Salesforce Reports Weak Guidance – Here Are the Numbers
Ticker Symbol: CRM
Salesforce shares are down 6% in morning trading after the company lowered its annual profit and revenue guidance in its second quarter earnings release. Salesforce is the largest cloud-based provider of customer management software, and co-Chief Executive Officer Marc Benioff said that the demand environment for the company’s products has tempered from earlier in the year. Shares are off by more than 30% on a year-to-date basis.
The company expects adjusted full-year earnings to be between $4.71 to $4.73 per share, lower than the Wall Street estimate of $4.75 per share. Management previously saw an adjusted EPS of $4.74 to $4.76 per share. Revenue for the year should be around $31 billon lower than the previous guidance of $31.7 billion. Analysts were expecting revenue to come in at around $31.75 billion. The company provided commentary that the lowered revenue forecast was due purely because of the foreign exchange issues arising from weaker demand, and a stronger U.S. dollar.
For the fiscal second quarter, the company reported an adjusted earnings per share of $1.19 versus the average analyst estimate of $1.03. Revenue was up 22% year over year, to $7.72 billion, against the $7.68 billion expected. Subscription and support sales, the main revenue driver at the company, came in a bit weak at $7.14 billion, up 21% year over year, versus analysts view of $7.19 billion. Subscription revenue specifically, came in at $1.48 billion, growing at a rapid 34% rate thanks in part to Salesforce’s acquisition of Slack.

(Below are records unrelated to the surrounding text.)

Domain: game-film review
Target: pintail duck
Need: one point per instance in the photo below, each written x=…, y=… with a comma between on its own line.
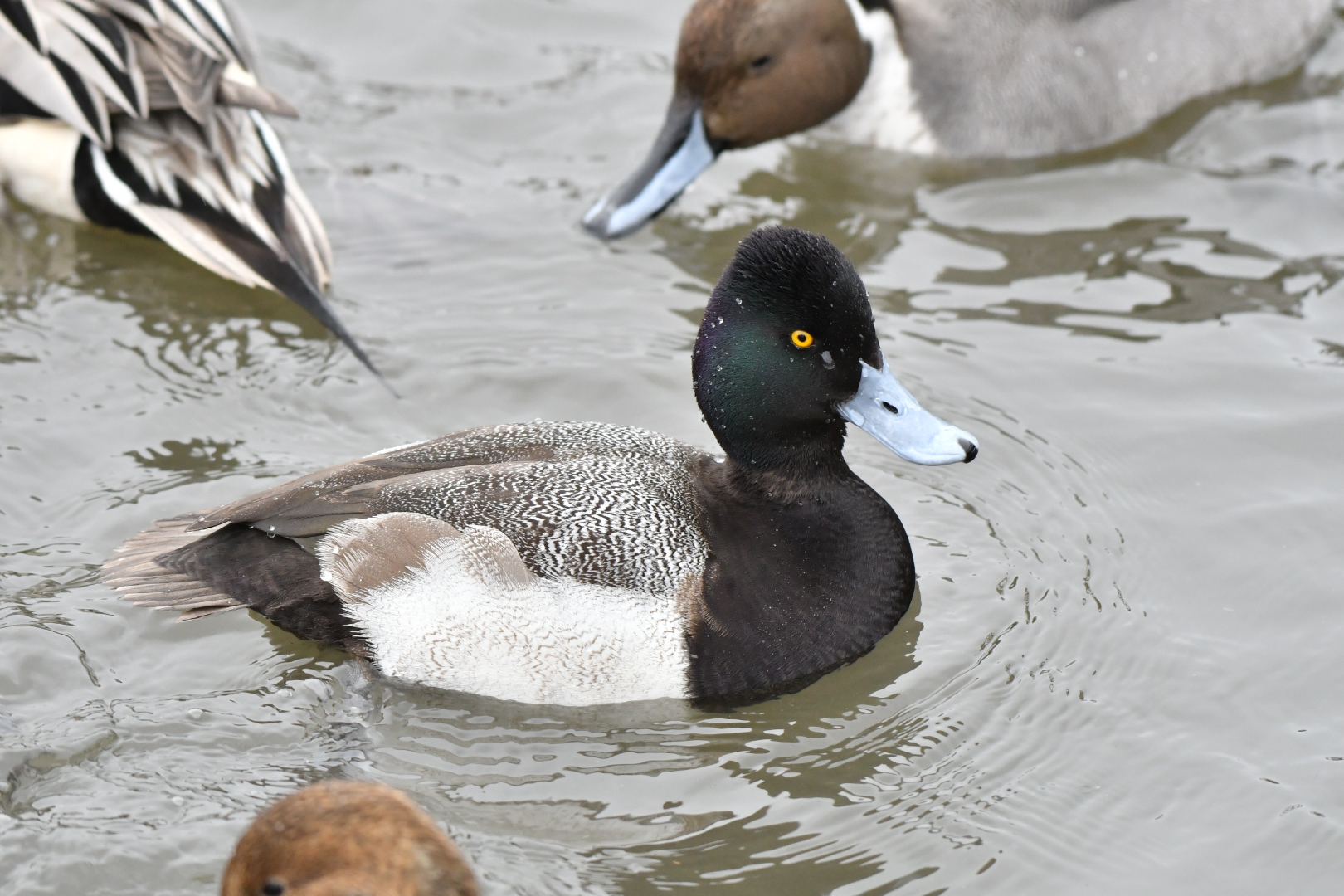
x=347, y=839
x=960, y=78
x=583, y=563
x=145, y=116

Professional services beat handily, posting revenue of $577 million against an estimate of $541 million. The company said that on a constant currency basis, sales were up 26%, higher than the 22% foreign exchange adjusted figure and the 24% expected by analysts. Remaining performance obligations, also considered the revenue pipeline for the company, totaled $41.6 billion, missing the estimate of $41.9 billion. A lower RPO is generally viewed as an indicator of slower growth ahead.
Operating margin of 19.9% was well ahead of the consensus 18.6% as the company was more measured and deliberate in hiring practices. The firm also announced a $10 billion share buyback program. Chief Financial Officer Amy Weaver said she expects margins to remain strong throughout the course of the year. Operating margin for the first quarter was 17.6%. She expects full-year operating cash flow margin of between 16% to 17%. Lastly, the company said that Slack, its blockbuster acquisition from last year, continues to outperform internal expectations.